Tags: 1952 | alaska | plane | crash | bodies | ice

1952 Alaska Plane Crash Bodies of Servicemen Saved as Ice Melts

Image: 1952 Alaska Plane Crash Bodies of Servicemen Saved as Ice Melts
(REUTERS/U.S. Navy handout)

Blackhawk helicopter lands near aircraft crash site on Colony Glacier.

By    |   Thursday, 17 Mar 2016 07:37 AM

A 1952 Alaska military plane crash site that was hidden in ice for more than 50 years continues to yield remains of airmen, soldiers, sailors and a marine as the Colony Glacier recedes.

Bodies of four more servicemen were recently recovered and identified from the crash of the heavy transport C-124 Globemaster II that went down on Nov. 22, 1952, on the glacier west of Mount Gannett, reported the Air Force Times.

The Globemaster with 52 servicemen aboard went down during a flight from McChord Air Force Base in Washington State to Elmendorf Air Force Base, according to the Alaska Dispatch News.
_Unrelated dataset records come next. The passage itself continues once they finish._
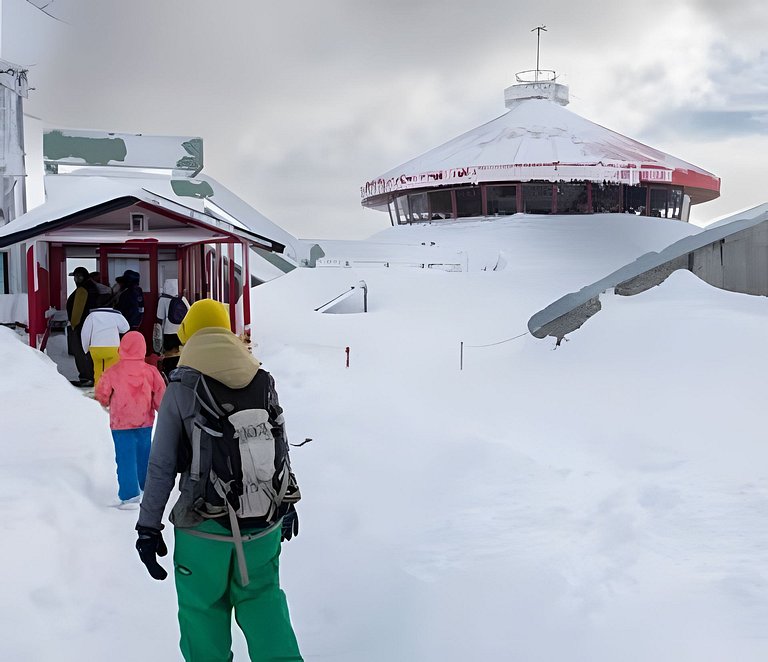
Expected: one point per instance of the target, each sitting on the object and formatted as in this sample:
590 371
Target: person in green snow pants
208 587
223 564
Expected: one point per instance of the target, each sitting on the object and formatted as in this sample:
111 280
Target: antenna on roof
538 30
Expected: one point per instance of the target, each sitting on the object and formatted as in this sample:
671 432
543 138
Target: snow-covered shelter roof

The plane's wreckage was found six days later but quickly disappeared because of the shifting glacier, leaving it buried until 2012.

Navy Lt. Cmdr. Paul Cocker, a lead planner for Operation Colony Glacier, a mission started in 2012 to recover the remains and debris from the flight, told the Air Force Times that the glacier moves between 200 and 300 meters each year, exposing more of the wreckage as it recedes.

The Air Force identified the four bodies found last month as Capt. Kenneth Duvall, 2nd Lt. Robert Moon, 2nd Class Thomas Condon and Conrad Sprague, said the Air Force Times.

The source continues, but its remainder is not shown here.